Brandishing colorful posters or wearing Fossil Free NU's iconic neon orange sweatshirts, a small group of environmentally conscious Northwestern students joined about a hundred others marching through Chicago’s Loop and West Loop during rush hour on Wednesday night.
As part of the People’s Climate Movement’s national day of action, the march was intended to draw attention towards the lack of policy action by local and state governments regarding climate change and other environmental and social issues. The marchers initially met up at Old St. Patrick’s Church, where speakers and organizers rallied the crowd’s energy with chants and tirades against fossil fuel industries which heavily influence environmental policies at both the national and local levels.
“In the same way that we’re fighting for action at our institution, people are trying to get action by politicians at the global level,” said Weinberg junior Alexander Kirschner, who is involved with Fossil Free NU’s divestment campaign. “If we’re fighting for fossil fuel divestment at Northwestern, we’re propelling the whole movement forward, even though it’s localized. It’s part of thinking globally but acting locally.”
From the church, marchers stopped traffic along Monroe and Randolph streets as they cheered and waved their posters. Although it wasn’t always clear if cars were honking at the marchers or with them, the participants took it in stride and chanted even louder.

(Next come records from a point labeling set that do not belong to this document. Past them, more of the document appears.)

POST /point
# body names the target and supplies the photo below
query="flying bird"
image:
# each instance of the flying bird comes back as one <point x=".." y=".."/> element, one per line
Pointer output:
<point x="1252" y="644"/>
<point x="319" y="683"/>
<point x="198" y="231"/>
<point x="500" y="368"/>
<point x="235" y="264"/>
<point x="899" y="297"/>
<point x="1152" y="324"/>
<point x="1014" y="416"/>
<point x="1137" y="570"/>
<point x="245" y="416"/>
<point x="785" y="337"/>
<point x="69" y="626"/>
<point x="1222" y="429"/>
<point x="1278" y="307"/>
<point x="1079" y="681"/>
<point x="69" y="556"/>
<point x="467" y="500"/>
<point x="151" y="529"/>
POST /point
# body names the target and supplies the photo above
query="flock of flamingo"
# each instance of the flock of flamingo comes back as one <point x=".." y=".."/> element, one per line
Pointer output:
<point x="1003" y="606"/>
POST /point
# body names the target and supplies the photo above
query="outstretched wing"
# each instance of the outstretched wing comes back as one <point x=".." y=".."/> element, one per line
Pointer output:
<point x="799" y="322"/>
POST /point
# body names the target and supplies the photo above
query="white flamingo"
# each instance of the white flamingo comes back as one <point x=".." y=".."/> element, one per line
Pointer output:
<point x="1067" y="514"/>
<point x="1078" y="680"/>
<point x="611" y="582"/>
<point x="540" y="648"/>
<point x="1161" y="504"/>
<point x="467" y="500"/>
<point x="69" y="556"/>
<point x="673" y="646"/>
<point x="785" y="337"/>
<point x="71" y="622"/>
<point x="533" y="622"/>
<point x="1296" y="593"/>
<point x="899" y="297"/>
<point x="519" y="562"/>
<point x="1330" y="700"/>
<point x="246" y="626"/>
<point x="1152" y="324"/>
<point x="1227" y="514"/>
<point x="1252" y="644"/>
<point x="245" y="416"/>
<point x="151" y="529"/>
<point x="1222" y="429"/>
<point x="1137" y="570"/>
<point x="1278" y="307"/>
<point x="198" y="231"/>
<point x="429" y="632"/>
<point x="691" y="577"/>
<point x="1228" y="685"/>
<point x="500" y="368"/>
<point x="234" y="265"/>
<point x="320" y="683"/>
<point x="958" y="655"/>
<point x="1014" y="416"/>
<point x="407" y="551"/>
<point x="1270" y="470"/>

The march, which was about a mile long, ended at the Thompson Center with a vigil for reflecting on the need for climate justice, or recognition that poor, socio-economically disadvantaged communities across the United States and the world are more likely to suffer from the effects of climate change.
“Climate change will affect all of us but it will disproportionately affect certain groups. There’s an innate unfairness of burning fossil fuels,” Kirschner said.
At the vigil, an activist from Chicago’s 10th ward spoke about the effort to ban the storage of petroleum coke, which is a byproduct of oil refining, just a few blocks from residential family homes.
“We have to sit there and look at these big mountains from our backyards,” the activist said. “My kids grow up six blocks from these mountains of pollution and poison. When the wind blows, our residents are told to go inside because it blows further than eight blocks.” When he noted that the Koch brothers owned the refineries responsible for storing the petroleum coke, the crowd booed loudly at the mention of the billionaires who are heavily incvolved in the fossil fuel industry.
In February of this year, residents of the 10th ward overwhelmingly voted to ban the storage and handling of petroleum coke within the ward. After the non-binding referendum was passed, major companies such as BP have announced that they will no longer use land in the ward for storing the hazardous waste material.
At the announcement of this local victory, the dispersing crowd erupted into cheers, celebrating the energy and the power of ordinary citizens to make their voices heard.